Les atouts et les défis des municipalités pour assurer une coordination de l’accueil et de l’intégration des immigrant.e.s

Au palier municipal, une coordination efficace demande un engagement institutionnel double, à la fois de l’administration et du politique, et donc une collaboration dans l’approche à entreprendre et un alignement des objectifs afin d’éviter tout ralentissement ou blocage, d’un côté ou de l’autre, des politiques publiques et programmes à mettre en place. À l’échelle municipale, la direction générale et la mairie sont les seules interfaces formelles entre les paliers politiques et administratifs, ce qui apporte de plus grands défis de coordination que dans les autres paliers gouvernementaux. Cette collaboration est l’un des premiers ingrédients de succès d’une coordination efficace en matière d’immigration.

Le second ingrédient de succès est la disponibilité des ressources financières et budgétaires, car l’assiette fiscale municipale est limitée. Les municipalités sont donc dépendantes des transferts d’argent provinciaux. Cependant, ces financements sont de court terme (convention de trois ans) et leur distribution est parfois incertaine. Par exemple, la Ville de Québec s’est vu couper ce financement en 2018, ce qui lui a demandé de financer elle-même les services locaux d’immigration.

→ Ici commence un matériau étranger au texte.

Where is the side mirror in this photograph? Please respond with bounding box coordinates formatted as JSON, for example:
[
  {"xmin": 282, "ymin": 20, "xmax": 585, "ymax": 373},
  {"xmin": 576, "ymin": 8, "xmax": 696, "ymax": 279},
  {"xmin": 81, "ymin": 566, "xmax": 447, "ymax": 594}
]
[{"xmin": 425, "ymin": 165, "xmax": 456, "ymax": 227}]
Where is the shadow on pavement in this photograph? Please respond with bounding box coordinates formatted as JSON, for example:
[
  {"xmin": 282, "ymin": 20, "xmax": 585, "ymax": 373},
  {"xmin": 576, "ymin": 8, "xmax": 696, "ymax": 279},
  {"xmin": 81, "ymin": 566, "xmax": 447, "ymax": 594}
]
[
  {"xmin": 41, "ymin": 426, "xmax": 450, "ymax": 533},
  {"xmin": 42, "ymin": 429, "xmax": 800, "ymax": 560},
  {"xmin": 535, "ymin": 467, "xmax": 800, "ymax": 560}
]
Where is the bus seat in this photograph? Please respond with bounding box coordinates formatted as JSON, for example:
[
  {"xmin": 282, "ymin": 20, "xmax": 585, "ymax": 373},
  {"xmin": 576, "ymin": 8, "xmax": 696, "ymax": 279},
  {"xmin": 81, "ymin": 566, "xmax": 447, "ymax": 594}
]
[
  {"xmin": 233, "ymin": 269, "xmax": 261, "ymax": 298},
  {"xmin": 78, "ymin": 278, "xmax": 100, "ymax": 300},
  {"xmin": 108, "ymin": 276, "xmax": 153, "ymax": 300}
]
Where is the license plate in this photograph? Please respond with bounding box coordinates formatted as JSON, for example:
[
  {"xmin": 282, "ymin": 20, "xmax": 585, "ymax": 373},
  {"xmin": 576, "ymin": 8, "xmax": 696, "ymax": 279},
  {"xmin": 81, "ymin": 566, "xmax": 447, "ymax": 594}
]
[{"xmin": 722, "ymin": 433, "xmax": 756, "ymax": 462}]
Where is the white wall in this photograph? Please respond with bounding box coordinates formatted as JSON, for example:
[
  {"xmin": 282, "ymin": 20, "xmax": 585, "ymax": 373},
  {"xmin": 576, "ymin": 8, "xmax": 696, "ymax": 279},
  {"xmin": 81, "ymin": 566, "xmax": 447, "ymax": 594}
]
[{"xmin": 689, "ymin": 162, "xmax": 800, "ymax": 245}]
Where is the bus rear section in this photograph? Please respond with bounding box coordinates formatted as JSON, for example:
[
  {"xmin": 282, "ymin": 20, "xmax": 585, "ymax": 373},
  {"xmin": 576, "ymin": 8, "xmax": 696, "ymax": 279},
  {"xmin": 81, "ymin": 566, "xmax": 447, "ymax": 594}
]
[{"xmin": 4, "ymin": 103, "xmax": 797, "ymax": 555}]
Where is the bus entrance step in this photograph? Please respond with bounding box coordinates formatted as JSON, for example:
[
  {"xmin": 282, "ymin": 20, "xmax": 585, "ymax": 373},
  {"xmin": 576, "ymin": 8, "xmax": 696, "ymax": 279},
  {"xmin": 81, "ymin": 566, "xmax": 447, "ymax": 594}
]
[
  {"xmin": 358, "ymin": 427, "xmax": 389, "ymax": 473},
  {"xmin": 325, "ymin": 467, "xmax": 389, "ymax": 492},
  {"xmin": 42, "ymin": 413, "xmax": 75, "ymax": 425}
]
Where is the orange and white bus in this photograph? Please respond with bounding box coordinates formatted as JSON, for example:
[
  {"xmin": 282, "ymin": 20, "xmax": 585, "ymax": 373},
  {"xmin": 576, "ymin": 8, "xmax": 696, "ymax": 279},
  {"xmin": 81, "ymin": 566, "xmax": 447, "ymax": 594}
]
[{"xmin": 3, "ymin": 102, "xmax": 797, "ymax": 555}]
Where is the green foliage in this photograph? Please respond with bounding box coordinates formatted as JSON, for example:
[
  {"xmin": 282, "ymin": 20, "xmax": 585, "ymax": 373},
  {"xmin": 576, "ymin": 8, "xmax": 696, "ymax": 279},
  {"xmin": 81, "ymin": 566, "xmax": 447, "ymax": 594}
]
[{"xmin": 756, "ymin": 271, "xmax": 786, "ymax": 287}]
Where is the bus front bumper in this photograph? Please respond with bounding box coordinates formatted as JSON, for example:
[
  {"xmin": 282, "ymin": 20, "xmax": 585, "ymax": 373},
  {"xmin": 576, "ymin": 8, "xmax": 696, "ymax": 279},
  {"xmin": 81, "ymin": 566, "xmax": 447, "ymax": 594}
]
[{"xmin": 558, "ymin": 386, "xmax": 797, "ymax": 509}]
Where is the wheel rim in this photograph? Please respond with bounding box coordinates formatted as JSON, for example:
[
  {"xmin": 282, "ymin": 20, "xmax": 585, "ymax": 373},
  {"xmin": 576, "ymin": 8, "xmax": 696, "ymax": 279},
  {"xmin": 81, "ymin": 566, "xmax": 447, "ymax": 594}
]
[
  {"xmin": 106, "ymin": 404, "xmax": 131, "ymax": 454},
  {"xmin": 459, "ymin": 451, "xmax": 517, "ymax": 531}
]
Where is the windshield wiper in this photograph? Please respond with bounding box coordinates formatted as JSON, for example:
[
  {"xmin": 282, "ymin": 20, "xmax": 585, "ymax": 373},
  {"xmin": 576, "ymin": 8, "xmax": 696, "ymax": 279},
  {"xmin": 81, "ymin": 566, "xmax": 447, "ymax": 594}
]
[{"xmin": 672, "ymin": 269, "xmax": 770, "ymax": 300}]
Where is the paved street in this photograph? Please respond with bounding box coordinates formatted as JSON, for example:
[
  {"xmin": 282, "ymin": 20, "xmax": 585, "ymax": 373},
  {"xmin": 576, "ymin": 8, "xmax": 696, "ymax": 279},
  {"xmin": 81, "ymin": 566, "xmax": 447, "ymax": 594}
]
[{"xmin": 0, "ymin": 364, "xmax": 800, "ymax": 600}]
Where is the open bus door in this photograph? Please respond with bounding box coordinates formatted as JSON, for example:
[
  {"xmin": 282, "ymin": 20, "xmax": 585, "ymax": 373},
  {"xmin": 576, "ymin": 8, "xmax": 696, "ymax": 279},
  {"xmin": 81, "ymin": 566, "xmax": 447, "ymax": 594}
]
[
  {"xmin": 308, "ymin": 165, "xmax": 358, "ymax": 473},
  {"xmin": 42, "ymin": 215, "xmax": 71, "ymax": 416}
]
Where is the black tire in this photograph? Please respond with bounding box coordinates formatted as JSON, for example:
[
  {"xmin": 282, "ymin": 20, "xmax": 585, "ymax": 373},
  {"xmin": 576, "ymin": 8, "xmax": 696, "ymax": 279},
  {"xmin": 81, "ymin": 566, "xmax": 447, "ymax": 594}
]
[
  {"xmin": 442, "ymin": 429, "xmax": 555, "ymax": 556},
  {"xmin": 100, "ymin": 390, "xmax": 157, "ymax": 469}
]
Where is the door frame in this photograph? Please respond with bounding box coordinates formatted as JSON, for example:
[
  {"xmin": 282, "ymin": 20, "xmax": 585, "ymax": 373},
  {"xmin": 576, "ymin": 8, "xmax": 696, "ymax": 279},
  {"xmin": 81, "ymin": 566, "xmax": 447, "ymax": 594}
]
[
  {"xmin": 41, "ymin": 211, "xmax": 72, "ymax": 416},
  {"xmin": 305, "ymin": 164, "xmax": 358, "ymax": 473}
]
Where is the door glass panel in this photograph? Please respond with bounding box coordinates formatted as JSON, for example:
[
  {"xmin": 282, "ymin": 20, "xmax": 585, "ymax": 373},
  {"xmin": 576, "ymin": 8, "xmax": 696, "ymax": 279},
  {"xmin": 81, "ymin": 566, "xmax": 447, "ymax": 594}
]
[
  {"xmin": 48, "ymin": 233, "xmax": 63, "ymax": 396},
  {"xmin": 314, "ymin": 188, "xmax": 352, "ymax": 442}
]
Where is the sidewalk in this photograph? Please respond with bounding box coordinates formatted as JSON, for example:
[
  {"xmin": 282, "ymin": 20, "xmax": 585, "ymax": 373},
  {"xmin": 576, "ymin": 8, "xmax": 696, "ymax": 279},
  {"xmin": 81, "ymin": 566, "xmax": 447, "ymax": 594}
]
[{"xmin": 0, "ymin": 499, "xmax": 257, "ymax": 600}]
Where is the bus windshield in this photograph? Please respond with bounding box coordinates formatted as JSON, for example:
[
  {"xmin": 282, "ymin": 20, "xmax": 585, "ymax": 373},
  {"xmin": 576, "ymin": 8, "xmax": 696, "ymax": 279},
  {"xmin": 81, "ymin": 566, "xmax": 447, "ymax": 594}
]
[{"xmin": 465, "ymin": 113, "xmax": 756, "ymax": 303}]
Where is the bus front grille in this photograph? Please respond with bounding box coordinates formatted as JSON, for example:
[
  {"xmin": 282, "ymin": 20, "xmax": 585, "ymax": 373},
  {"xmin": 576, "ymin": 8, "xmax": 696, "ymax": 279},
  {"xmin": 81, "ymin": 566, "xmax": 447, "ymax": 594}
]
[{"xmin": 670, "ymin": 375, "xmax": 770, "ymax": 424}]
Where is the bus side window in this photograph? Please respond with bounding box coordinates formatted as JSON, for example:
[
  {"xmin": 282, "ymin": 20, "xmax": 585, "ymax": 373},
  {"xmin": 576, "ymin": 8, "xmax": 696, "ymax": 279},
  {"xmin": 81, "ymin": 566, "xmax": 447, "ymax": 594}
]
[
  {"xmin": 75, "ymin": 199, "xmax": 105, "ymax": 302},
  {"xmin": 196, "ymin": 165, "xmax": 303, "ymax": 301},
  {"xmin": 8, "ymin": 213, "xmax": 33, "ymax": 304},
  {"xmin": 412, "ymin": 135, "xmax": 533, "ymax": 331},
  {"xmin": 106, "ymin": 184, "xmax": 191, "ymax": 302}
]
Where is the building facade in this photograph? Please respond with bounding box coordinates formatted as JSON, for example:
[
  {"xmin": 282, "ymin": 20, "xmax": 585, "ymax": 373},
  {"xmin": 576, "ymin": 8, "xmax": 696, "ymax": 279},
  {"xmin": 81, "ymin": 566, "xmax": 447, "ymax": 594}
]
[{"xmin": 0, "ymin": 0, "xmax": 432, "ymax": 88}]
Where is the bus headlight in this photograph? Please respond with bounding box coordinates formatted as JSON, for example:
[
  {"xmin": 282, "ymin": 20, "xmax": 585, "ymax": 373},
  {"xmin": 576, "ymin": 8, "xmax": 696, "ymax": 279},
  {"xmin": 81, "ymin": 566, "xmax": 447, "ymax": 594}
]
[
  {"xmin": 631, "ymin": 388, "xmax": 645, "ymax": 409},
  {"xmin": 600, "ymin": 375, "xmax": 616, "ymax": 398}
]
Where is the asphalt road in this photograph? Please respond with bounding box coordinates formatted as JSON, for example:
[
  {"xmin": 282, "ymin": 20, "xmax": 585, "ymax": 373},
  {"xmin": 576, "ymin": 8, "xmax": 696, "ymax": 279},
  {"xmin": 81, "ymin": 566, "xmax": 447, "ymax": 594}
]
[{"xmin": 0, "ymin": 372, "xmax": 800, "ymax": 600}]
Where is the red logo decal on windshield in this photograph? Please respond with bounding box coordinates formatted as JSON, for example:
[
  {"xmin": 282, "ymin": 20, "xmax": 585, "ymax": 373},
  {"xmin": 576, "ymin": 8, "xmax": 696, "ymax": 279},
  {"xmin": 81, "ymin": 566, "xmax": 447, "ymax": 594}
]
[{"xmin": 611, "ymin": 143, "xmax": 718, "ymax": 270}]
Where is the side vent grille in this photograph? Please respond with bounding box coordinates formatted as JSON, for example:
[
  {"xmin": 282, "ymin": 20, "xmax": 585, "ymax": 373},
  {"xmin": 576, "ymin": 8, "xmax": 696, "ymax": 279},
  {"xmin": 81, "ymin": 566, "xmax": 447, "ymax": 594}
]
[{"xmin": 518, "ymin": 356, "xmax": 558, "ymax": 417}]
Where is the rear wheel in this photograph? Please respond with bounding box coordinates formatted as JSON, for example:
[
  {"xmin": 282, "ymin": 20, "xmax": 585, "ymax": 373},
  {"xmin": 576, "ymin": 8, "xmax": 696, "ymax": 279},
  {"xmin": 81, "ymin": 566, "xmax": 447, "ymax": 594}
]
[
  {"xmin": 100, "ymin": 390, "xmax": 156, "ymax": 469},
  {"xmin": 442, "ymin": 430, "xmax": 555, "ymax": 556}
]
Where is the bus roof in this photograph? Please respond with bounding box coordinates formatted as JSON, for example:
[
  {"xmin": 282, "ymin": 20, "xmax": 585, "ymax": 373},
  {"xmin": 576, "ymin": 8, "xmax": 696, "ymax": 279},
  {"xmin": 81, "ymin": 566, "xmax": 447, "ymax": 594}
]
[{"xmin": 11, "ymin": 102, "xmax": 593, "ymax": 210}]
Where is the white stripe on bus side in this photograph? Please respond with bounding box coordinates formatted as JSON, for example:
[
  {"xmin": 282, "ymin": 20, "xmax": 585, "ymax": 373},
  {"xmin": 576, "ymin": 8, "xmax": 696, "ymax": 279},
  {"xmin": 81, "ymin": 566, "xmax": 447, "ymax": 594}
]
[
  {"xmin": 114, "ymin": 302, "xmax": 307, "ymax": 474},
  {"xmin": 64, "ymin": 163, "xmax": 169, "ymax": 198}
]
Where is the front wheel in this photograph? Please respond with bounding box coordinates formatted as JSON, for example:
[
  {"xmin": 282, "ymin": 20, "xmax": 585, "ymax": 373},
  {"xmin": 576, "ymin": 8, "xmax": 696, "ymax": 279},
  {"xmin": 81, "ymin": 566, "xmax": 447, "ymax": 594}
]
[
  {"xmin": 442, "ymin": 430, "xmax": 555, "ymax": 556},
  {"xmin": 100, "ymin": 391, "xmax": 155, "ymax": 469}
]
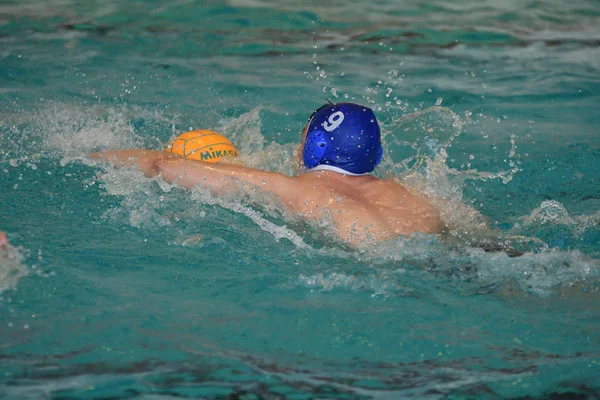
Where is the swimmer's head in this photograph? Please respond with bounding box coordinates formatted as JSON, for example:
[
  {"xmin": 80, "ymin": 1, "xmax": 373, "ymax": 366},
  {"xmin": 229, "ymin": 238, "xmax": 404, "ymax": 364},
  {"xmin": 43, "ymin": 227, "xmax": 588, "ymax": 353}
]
[{"xmin": 302, "ymin": 103, "xmax": 383, "ymax": 175}]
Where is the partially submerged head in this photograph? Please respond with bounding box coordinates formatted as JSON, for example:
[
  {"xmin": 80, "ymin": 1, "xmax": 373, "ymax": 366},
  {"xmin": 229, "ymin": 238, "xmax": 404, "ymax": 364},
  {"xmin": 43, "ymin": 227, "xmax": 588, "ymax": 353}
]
[{"xmin": 301, "ymin": 103, "xmax": 382, "ymax": 175}]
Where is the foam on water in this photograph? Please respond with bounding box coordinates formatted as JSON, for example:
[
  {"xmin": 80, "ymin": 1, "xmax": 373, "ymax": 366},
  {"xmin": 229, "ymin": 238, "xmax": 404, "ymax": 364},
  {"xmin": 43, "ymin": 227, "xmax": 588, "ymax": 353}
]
[
  {"xmin": 20, "ymin": 101, "xmax": 599, "ymax": 296},
  {"xmin": 0, "ymin": 238, "xmax": 29, "ymax": 294}
]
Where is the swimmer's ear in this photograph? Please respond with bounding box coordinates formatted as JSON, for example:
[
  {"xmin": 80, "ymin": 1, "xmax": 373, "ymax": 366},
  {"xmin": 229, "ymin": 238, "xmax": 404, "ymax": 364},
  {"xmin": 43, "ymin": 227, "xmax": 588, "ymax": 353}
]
[{"xmin": 302, "ymin": 129, "xmax": 327, "ymax": 168}]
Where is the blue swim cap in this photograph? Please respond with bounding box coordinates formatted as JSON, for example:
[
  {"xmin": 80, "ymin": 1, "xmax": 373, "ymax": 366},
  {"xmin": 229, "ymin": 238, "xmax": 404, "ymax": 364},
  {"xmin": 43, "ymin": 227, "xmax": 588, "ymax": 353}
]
[{"xmin": 302, "ymin": 103, "xmax": 383, "ymax": 175}]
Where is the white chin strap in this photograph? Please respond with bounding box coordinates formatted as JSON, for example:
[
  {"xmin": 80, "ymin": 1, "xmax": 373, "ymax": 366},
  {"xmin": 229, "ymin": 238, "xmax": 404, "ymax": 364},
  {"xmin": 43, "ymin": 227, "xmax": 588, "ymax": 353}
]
[{"xmin": 309, "ymin": 164, "xmax": 369, "ymax": 176}]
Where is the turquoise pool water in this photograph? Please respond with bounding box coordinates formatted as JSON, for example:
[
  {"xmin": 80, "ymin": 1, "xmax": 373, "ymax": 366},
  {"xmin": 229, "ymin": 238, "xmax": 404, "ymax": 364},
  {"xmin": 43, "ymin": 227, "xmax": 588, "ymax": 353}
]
[{"xmin": 0, "ymin": 0, "xmax": 600, "ymax": 399}]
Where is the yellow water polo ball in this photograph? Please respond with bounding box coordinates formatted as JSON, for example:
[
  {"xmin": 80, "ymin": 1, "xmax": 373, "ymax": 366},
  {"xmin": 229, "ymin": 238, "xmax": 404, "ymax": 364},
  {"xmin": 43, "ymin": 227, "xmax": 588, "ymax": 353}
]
[{"xmin": 167, "ymin": 129, "xmax": 238, "ymax": 162}]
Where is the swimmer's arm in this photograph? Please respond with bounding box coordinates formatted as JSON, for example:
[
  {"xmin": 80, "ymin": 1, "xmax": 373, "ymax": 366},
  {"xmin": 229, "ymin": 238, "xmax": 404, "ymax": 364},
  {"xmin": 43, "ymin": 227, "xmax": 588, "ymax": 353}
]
[
  {"xmin": 90, "ymin": 149, "xmax": 181, "ymax": 178},
  {"xmin": 157, "ymin": 158, "xmax": 294, "ymax": 198},
  {"xmin": 90, "ymin": 150, "xmax": 295, "ymax": 204}
]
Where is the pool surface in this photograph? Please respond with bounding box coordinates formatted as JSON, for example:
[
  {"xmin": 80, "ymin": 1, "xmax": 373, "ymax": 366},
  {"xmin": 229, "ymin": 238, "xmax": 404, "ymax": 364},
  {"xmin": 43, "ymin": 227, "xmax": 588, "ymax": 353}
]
[{"xmin": 0, "ymin": 0, "xmax": 600, "ymax": 400}]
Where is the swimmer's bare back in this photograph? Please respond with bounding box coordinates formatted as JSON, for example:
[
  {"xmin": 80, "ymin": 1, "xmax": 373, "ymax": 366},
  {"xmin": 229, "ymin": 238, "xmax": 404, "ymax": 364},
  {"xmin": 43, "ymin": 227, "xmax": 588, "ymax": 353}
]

Ces mêmes programmes de subvention traitent les municipalités sur un pied d’égalité avec les organismes communautaires, ce qui limite le pouvoir de leadership municipal, qui est une autre condition de succès pour la coordination locale de l’accueil et l’intégration des immigrant·e·s. Le MIFI ne reconnaît pas aux municipalités un pouvoir de leadership; pourtant, à l’échelle locale, les organismes communautaires, mais aussi de plus en plus les personnes immigrantes elles-mêmes, se tournent vers les municipalités pour la mise en place de services adaptés. Celles-ci assument donc un rôle de leadership territorial reconnu localement, dont la principale force est d’asseoir les individus et organismes autour d’une table, de les concerter et d’en arriver à la production d’un plan d’action adapté au milieu et aux besoins de la communauté.

Conclusion

Les municipalités à l’étude assument un rôle de leadership territorial pour assurer l’accueil et l’intégration des immigrant·e·s. Cependant, si ce rôle est reconnu localement, aucune politique provinciale ne favorise la prise en charge locale et financière de l’immigration alors que les municipalités se voient de plus en plus être au front pour la gestion de ces enjeux. En réponse à ce contexte, Maude Marquis-Bissonnette prône une approche multiniveau plus adaptée afin de viser une meilleure collaboration entre les différents niveaux de gouvernement, une plus grande autonomie des municipalités dans la coordination de l’accueil et de l’intégration des immigrant·e·s sur leur territoire, et cela passe, entre autres, par une plus grande prise en compte provinciale des enjeux vécus localement, la mise en place de financements plus souples et la reconnaissance des municipalités comme leaders territoriales en matière d’immigration.